Recommended Literature:

Aster, R.C., B. Borchers, C.H. Thurber, Parameter estimation and inverse problems, Elsevier, 2005.
Bennet, A. F., 2005. Inverse Modeling of the Ocean and Atmosphere. Cambridge University Press, ISBN: 9780521021579.
Evensen, G., 2009. Data Assimilation: the Ensemble Kalman Filter. Springer, SBN 978-3-642-03711-5
Kalnay, E., 2003. Atmospheric Modelling, data assimilation and predictability, Cambridge Univ.
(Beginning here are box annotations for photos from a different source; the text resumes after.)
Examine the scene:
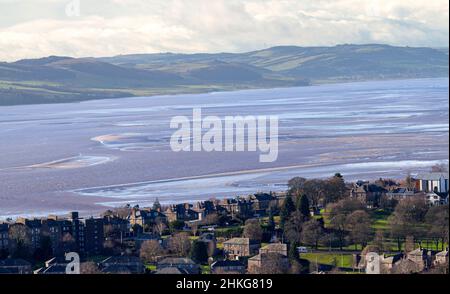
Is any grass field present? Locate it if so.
[300,252,353,268]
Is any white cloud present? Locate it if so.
[0,0,449,60]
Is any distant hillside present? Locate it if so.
[0,44,448,105]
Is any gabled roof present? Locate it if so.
[0,258,31,267]
[158,257,196,267]
[211,259,245,268]
[101,256,141,264]
[102,264,132,274]
[155,267,189,275]
[436,250,448,257]
[223,238,250,245]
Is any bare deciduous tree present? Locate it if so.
[139,240,164,262]
[169,232,191,256]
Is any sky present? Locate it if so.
[0,0,449,61]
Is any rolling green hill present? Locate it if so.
[0,44,448,105]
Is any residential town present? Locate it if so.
[0,166,449,274]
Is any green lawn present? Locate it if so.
[300,252,353,268]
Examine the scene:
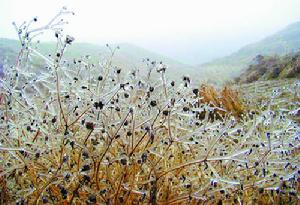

Press, 342 pp.
Meju, M.A., 1994. Geophysical data analysis: Understanding inverse problems, Theory and practice, Society of Exploration Geophysicists.
Rodgers, C. D., 2000. Inverse methods for atmospheric sounding: Theory and practice. World Scientific, 238 pp.
Menke, W., 2012. Geophysical Data Analysis: Discrete Inverse Theory – 3rd Ed., Elsevier.
Oliver et al., 2008, Inverse Theory for Petroleum Reservoir Characterization and History Matching, Cambridge Univ. Press.
Tarantola, A., 2005. Inverse Problem Theory and Methods for Model Parameter Estimation. SIAM. ISBN 978-0-89871-572-9.